Beyond straight financial aid, Germany has beefed up its powers to stabilize energy markets. A law passed in May gave the government the ability to seize critical energy infrastructure in an emergency. Habeck has said such “dramatic” powers were needed to counter Russia’s use of energy to retaliate against Europe for sanctions over the war in Ukraine.
Measures already on the table include bailouts of utilities, price caps on gas and liquefied natural gas, as well as subsidies to protect citizens’ purchasing power.
A generation ago, European energy markets were dominated by monopolies that gave consumers few choices. It was only in 1996 that the European Union decided to gradually open up markets as government policies became more influenced by the belief that more competition would strengthen security of supply, lower costs and address energy poverty.
That projection didn’t exactly play out as planned. Over the years, Germany grew increasingly dependent on Russian gas, further exacerbated by its decision to close down all of its nuclear power plants. Britain was extremely lenient in its permits to set up an energy supplier, leading to a chaotic market place that resulted in more than 20 companies collapsing just in the past year.
France remained heavily reliant on EDF, in which it already owns 84%, and is now grappling with faulty reactors that are increasingly turning the country — known for supplying its European neighbors with surplus nuclear electricity — into a power importer. In Eastern Europe, many countries continue to depend on gas from Russia, giving Putin’s leverage over some of the former Soviet bloc.
Europe is now paying a hefty price for its false sense of political security following the end of the Cold War, which left it so dependent on intermittent renewables generation and a Russian gas supply it thought it trust. Germany was forced to seize and rescue a former unit of Gazprom as it owned about 20% of the country’s storage capacity and Wingas GmbH, a key supplier to businesses.

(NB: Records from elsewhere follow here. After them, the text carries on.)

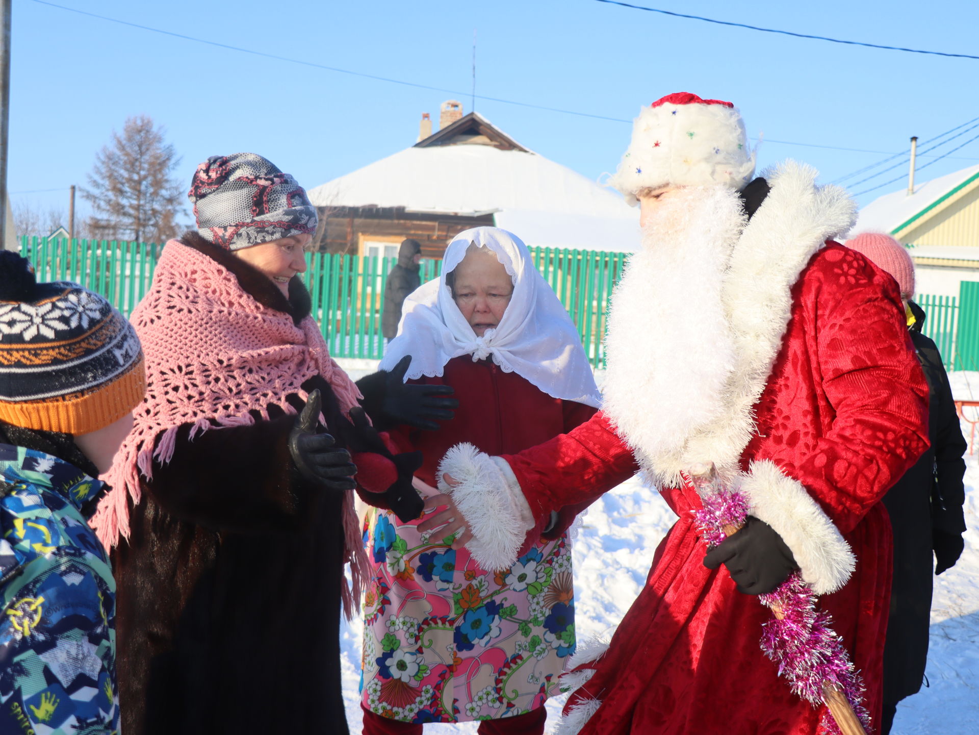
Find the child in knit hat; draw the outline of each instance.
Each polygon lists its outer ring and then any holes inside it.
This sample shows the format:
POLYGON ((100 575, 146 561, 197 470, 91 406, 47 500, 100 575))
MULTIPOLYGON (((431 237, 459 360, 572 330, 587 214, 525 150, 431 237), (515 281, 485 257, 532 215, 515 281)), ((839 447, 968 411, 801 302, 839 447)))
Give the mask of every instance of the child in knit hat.
POLYGON ((928 382, 931 446, 883 499, 894 537, 894 577, 884 643, 884 708, 877 727, 880 735, 887 735, 898 703, 920 691, 924 679, 932 574, 941 574, 953 567, 965 547, 962 455, 966 444, 942 355, 938 345, 922 334, 925 312, 911 300, 914 262, 908 250, 880 232, 861 233, 846 246, 862 253, 897 282, 907 309, 908 332, 928 382))
POLYGON ((116 732, 116 582, 88 519, 145 390, 129 323, 0 252, 0 732, 116 732))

Uniper is in dire straits, receiving only about 40% of its Russian gas orders, a move that analysts estimate is costing the company about $30 million a day. As a result, the company said on June 29 that it’s discussing a possible increase in state-backed loans or even equity investments to secure liquidity.
Others may soon find themselves in similarly difficult positions. Energy trading houses, for example, are also being forced to replace contracts with Russia, often a costly unwinding of existing agreements.

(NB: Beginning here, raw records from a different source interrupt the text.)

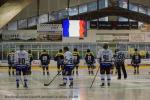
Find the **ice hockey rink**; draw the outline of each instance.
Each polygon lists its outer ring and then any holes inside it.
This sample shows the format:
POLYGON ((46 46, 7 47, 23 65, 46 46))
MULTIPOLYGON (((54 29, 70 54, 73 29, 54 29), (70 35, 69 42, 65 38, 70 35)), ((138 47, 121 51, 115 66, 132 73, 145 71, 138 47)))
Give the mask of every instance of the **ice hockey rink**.
MULTIPOLYGON (((97 69, 95 69, 96 72, 97 69)), ((62 76, 58 76, 50 86, 49 82, 56 70, 50 69, 50 76, 44 77, 40 68, 33 68, 29 76, 29 88, 22 85, 16 88, 15 77, 8 76, 7 69, 0 70, 0 100, 149 100, 150 98, 150 69, 141 68, 139 75, 133 75, 129 67, 128 78, 117 80, 112 75, 111 86, 100 87, 100 75, 96 77, 93 87, 90 88, 93 76, 89 76, 86 68, 80 69, 79 76, 74 76, 74 87, 60 87, 62 76)))
MULTIPOLYGON (((115 59, 112 61, 115 65, 115 59)), ((0 100, 150 100, 150 0, 0 0, 0 100), (127 79, 122 75, 118 80, 114 69, 110 86, 106 82, 101 87, 100 72, 96 72, 98 54, 105 43, 112 50, 111 58, 117 49, 125 54, 127 79), (27 58, 32 58, 28 88, 24 88, 23 75, 19 88, 16 75, 8 75, 8 56, 12 56, 12 66, 17 65, 20 60, 15 62, 15 53, 21 46, 30 53, 27 58), (57 75, 56 55, 60 49, 63 55, 64 47, 71 53, 77 49, 81 58, 73 88, 69 80, 67 86, 59 86, 62 75, 53 80, 57 75), (131 66, 136 49, 142 58, 139 75, 134 75, 131 66), (88 50, 94 56, 94 75, 88 74, 88 50), (51 58, 49 76, 43 76, 38 67, 44 53, 51 58)))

“We fear a cascading effect in the industry,” said Timm Kehler, chairman at the German gas industry lobby group Zukunft Gas. “The state should intervene to support this.”
In France, EDF’s financial situation has continued to deteriorate even after the government injected 2.7 billion euros in April as part of a 3.2 billion-euro capital increase. Chief Executive Officer Jean-Bernard Levy is urging the government to nationalize the company as soon as possible, according to a person familiar with the discussions.

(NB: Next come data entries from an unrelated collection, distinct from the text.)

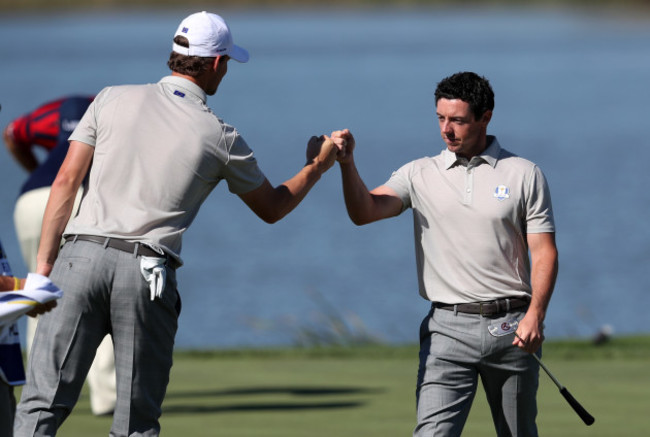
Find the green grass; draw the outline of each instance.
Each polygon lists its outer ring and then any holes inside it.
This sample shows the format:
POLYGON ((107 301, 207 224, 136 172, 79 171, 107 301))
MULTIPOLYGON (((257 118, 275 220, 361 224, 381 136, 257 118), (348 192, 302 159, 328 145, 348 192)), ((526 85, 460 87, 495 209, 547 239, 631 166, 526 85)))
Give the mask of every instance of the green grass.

A spokesperson at EDF declined to comment on a potential need for nationalization, while saying the company requires “visibility to be able to pursue its investment” for the country’s energy transition.
Governments are going as far as planning to tax energy companies on their profits. Spain and Portugal put a cap on the price of gas used to make electricity, and Britain considering decoupling power markets from the cost of gas. During a meeting of the Group of Seven leaders in Germany last weekend, Macron called the way electricity prices are set “absurd” and demanded reform of the market.
“It may not quite come to nationalizations, but I wouldn’t rule out governments taking significant stakes in some companies, especially if these prices continue for another year or two,” said Jonathan Stern, a researcher at the Oxford Institute for Energy Studies.